The train ride home was different from the ride to Twisted Branch had been. My car was almost empty, just me and an old codger sitting at the other end, periodically hacking up some ball of phlegm and spitting it into a handkerchief. I was far enough from him that I could try, at least, to ignore the sound, and sleep pressed up against the window. When the conductor woke me to say we'd arrived, I had a red circle emblazoned on my forehead. No matter how I combed my hair it was visible, and only the adults at the station were too polite to point and stare. Children are wonderfully honest in that way. I'm learning to enjoy honesty now, when I see it in others, since it hasn't been my life's foremost principle.

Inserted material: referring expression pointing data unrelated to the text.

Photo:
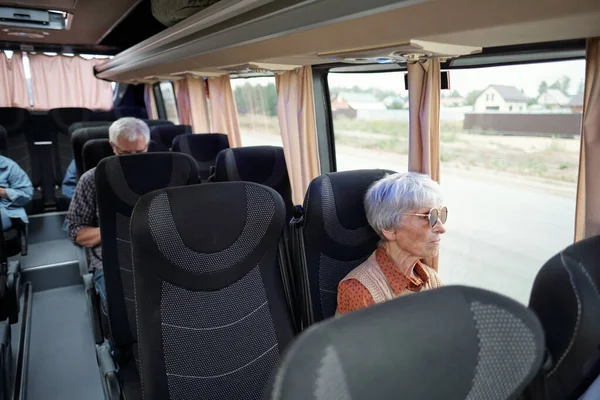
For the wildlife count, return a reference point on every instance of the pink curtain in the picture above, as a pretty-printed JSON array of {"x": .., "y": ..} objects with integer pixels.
[
  {"x": 13, "y": 86},
  {"x": 62, "y": 81},
  {"x": 223, "y": 109},
  {"x": 150, "y": 101},
  {"x": 192, "y": 104},
  {"x": 424, "y": 85},
  {"x": 587, "y": 214},
  {"x": 296, "y": 113}
]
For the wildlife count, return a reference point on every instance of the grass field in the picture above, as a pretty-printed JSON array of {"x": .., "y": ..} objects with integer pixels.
[{"x": 547, "y": 157}]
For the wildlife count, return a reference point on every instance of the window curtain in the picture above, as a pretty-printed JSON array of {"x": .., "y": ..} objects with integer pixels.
[
  {"x": 296, "y": 113},
  {"x": 13, "y": 85},
  {"x": 192, "y": 104},
  {"x": 150, "y": 102},
  {"x": 62, "y": 81},
  {"x": 424, "y": 85},
  {"x": 224, "y": 118},
  {"x": 587, "y": 211}
]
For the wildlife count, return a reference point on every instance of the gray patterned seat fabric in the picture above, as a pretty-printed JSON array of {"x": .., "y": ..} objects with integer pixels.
[
  {"x": 566, "y": 298},
  {"x": 212, "y": 316},
  {"x": 120, "y": 181},
  {"x": 333, "y": 238},
  {"x": 453, "y": 343}
]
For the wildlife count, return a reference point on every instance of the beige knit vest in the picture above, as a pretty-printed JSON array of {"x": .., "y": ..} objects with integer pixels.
[{"x": 370, "y": 275}]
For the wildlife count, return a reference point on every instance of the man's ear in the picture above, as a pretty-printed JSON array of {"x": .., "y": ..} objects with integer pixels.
[{"x": 390, "y": 235}]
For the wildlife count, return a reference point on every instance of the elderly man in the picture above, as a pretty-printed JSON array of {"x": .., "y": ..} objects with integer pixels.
[
  {"x": 15, "y": 192},
  {"x": 127, "y": 136}
]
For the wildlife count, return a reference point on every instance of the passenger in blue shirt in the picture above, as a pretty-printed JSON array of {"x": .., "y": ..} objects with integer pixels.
[
  {"x": 69, "y": 184},
  {"x": 70, "y": 180},
  {"x": 15, "y": 192}
]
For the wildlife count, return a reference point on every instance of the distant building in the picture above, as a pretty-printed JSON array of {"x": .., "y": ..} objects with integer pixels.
[
  {"x": 502, "y": 99},
  {"x": 553, "y": 98},
  {"x": 452, "y": 101},
  {"x": 348, "y": 103},
  {"x": 576, "y": 103}
]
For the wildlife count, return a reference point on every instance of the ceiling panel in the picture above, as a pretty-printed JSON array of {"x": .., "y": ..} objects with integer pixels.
[{"x": 92, "y": 20}]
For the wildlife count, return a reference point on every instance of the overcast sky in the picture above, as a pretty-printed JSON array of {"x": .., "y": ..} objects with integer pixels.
[{"x": 526, "y": 77}]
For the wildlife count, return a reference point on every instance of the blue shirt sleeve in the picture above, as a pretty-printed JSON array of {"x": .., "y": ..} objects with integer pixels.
[
  {"x": 70, "y": 180},
  {"x": 19, "y": 190}
]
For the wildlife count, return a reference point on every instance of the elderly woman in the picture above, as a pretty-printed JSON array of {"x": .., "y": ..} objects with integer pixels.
[{"x": 406, "y": 211}]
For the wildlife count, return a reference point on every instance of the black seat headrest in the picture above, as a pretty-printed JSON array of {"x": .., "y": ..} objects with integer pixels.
[
  {"x": 566, "y": 298},
  {"x": 260, "y": 164},
  {"x": 450, "y": 343}
]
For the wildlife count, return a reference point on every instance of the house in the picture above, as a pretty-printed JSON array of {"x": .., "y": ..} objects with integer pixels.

The town of Maple Hill seemed changed. More warble, I suppose, and fewer straight lines. This could also have been the effect of temperature: we were experiencing a heat wave, and all around town there were toddlers eating ice pops to keep from overheating. I saw quite a few on my unsteady walk home, with lips of yellow, purple, green. I realized I'd never had a Popsicle myself, and paid five cents for one at the drug store, though they were reluctant to sell it to a grown woman with so many young lives on the putative line. I think the flavor was cherry; it made my tongue numb.
In a daze, I made it to my house and fell onto the bed and into a dead slumber. When I woke up it was dusk, the fireflies starting to wink on over the lawn. Where was I? I wondered. But I was in my own room. Had I ever really been to the ocean? Looming waves, shadows in the dunes. For a hot and horrible second I couldn't recognize my limbs, not hands nor legs nor feet nor arms nor elbows. Like waking up beside a stranger, butâinside.
It wasn't until the next day that I ventured out of the house. Lev was still gone, and would be for at least two weeks, based on what he'd told me before he left. Until then I had no choice but to wander around my life as though I still belonged in it. I made occasional trips past his darkened house, but otherwise, everything was normal. I trimmed the hydrangea bushes into perfect cheery spheres, and reorganized the watering lines with manic attention to detail. I made a goulash. John invited me to dinner, just like old times, and I tried my best to have fun as he and Siobhan plied me with wine and did impressions of the faculty wives.